I've always felt clickthoughs were unfair to websites. Its not like advertising clients get to pay TV or radio stations only for the amount of customers that go to the store.

Sites were cheapening their value -- not being compensated for branding, which in many cases is where banners are more effective because people look at them but don't click because they want to stay on the page they are on.

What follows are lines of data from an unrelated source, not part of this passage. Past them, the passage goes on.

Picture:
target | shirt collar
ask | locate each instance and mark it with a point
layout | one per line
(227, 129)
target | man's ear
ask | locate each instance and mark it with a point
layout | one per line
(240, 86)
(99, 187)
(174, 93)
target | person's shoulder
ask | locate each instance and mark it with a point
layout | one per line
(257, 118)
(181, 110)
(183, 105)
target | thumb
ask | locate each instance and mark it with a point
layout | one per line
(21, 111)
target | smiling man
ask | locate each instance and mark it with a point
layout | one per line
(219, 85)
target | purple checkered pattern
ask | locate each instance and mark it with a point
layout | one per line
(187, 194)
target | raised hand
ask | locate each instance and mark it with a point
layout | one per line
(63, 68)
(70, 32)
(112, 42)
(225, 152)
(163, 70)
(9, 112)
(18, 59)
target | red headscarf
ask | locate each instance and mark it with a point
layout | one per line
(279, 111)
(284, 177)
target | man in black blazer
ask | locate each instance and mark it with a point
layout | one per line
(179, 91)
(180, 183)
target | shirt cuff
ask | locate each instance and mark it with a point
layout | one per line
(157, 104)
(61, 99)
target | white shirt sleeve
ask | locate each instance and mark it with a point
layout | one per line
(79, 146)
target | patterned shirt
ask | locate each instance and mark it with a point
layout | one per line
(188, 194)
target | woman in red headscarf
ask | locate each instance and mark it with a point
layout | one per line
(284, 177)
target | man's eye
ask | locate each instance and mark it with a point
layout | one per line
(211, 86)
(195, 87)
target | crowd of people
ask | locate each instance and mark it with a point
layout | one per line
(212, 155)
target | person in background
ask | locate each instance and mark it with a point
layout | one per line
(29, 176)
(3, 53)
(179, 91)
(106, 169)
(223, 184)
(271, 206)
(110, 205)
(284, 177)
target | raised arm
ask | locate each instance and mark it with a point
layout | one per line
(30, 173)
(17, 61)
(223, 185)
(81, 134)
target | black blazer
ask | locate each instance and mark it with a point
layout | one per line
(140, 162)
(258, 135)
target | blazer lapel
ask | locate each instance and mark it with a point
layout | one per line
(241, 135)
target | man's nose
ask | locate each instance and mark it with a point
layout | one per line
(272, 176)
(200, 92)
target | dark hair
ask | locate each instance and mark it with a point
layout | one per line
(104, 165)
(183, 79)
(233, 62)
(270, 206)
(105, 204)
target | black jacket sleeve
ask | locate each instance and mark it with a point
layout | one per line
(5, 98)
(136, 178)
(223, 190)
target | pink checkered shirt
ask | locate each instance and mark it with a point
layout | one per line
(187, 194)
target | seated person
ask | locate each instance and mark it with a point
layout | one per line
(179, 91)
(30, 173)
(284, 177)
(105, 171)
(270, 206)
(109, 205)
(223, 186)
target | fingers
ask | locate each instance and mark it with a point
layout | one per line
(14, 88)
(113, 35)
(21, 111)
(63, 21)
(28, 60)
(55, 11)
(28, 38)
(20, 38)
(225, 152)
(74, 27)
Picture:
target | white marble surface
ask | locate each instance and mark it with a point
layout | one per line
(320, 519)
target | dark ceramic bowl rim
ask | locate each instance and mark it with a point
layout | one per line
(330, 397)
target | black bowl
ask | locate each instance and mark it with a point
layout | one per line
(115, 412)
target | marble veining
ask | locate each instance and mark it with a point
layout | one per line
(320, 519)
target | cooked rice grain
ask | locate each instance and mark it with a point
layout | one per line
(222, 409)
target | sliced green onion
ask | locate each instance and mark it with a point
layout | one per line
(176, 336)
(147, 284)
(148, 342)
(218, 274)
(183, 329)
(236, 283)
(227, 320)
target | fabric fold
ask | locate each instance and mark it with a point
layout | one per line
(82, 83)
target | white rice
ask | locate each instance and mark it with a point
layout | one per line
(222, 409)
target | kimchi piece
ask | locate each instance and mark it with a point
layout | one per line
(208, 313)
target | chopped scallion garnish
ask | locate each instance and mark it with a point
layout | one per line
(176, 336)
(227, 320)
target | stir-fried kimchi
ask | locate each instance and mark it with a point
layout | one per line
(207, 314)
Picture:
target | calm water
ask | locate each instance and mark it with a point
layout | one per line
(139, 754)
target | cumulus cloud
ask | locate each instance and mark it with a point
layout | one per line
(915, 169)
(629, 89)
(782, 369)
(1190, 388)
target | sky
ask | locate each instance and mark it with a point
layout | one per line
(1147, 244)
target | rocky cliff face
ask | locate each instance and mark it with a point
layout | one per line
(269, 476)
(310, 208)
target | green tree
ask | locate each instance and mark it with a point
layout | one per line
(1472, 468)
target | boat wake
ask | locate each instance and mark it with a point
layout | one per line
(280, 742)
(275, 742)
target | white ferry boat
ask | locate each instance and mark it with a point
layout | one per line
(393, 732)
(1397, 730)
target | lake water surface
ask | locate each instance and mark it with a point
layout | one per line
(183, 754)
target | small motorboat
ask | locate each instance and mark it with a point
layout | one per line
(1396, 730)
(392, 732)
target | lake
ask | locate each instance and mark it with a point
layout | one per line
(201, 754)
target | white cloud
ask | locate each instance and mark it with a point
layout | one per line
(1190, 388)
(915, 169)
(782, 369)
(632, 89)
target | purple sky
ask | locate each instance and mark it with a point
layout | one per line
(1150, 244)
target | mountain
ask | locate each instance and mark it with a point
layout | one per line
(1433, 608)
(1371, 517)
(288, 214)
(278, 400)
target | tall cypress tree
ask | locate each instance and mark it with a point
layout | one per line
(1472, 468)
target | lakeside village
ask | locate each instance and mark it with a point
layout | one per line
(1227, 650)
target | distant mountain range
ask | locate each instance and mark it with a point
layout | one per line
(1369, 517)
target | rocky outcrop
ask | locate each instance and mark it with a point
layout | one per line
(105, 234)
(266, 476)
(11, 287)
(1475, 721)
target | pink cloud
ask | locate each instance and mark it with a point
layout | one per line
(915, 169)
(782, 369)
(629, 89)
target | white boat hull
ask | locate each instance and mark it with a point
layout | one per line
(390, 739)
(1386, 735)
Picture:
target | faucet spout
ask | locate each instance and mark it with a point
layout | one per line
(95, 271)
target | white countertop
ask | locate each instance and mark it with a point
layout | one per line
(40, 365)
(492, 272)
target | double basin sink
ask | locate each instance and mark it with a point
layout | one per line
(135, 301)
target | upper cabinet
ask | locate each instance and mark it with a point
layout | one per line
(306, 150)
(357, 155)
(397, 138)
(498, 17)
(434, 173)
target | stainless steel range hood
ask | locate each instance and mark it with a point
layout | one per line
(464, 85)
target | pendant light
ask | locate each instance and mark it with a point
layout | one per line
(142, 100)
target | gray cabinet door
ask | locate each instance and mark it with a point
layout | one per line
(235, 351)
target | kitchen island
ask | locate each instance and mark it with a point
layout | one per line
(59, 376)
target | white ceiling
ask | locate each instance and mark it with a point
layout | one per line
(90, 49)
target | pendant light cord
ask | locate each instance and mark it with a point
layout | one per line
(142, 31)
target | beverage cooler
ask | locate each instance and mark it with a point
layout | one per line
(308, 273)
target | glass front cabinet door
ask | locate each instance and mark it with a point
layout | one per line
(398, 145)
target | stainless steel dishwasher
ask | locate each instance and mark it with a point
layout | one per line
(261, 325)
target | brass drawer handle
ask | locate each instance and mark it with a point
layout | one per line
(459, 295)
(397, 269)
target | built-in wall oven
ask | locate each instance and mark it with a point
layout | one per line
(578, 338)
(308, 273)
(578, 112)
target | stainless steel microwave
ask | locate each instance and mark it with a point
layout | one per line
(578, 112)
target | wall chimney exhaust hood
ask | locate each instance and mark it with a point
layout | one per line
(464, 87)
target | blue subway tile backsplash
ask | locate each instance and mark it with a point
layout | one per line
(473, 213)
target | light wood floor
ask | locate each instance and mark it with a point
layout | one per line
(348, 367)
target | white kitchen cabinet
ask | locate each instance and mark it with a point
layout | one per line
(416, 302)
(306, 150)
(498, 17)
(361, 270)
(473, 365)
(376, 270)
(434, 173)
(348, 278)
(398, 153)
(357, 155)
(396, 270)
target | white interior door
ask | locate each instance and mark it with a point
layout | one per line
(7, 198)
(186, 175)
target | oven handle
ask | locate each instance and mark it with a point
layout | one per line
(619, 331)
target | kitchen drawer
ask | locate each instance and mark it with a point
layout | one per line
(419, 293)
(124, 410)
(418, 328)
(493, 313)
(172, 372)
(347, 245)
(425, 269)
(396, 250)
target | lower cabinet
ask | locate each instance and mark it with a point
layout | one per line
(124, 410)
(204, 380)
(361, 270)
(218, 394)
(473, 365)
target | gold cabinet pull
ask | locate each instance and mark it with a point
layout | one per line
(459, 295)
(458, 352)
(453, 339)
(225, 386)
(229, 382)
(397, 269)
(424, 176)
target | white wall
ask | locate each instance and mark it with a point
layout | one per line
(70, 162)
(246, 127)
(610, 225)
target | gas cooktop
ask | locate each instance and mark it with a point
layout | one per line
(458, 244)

Having said that, is this really the market to be demanding anything of advertisers?
posted by brucec at 1:16 PM on July 9, 2001


eYada is shutting down at the end of the day. Nobody will buy ads on their streams.
posted by aaron at 1:40 PM on July 9, 2001


At a newspaper website I used to work at, we used to click on our advertisers' banner ads to increase the clickthrough ratio - it got annoying to do it manually so we just ran some perl scripts to take care of it for us.
posted by panopticon at 1:56 PM on July 9, 2001


lotsofno: It's still in beta, I'm trying to get feedback from people on the optimal time/size.
posted by owillis at 2:00 PM on July 9, 2001


Page views are a worse metric because of widespread abuse by web site owners. For example, launching multiple pop-up windows. It casts the net too wide. If I were an advertiser I'd want a narrower, rather than broader, metric.
posted by fleener at 2:45 PM on July 9, 2001


I would not be opposed to two tiny checkboxes in the corner of an ad... "like this ad" and "dislike this ad" that do NOT take you away from the site you are on. The combination of raw pageviews and some like/dislike ratio could be useful to advertizers and if it was on a site I really liked, like this one...I would prolly let them know my like/dislike on most of the ads.

dP
posted by darkpony at 3:15 PM on July 9, 2001


"Page views are a worse metric because of widespread abuse by web site owners."

Not views of the webisite's pages, views of the ads. If a site pops up three windows when you visit it, should that count as four page views? Not really, not. If they each have an ad banner in them, should they all count as adviews? Sure.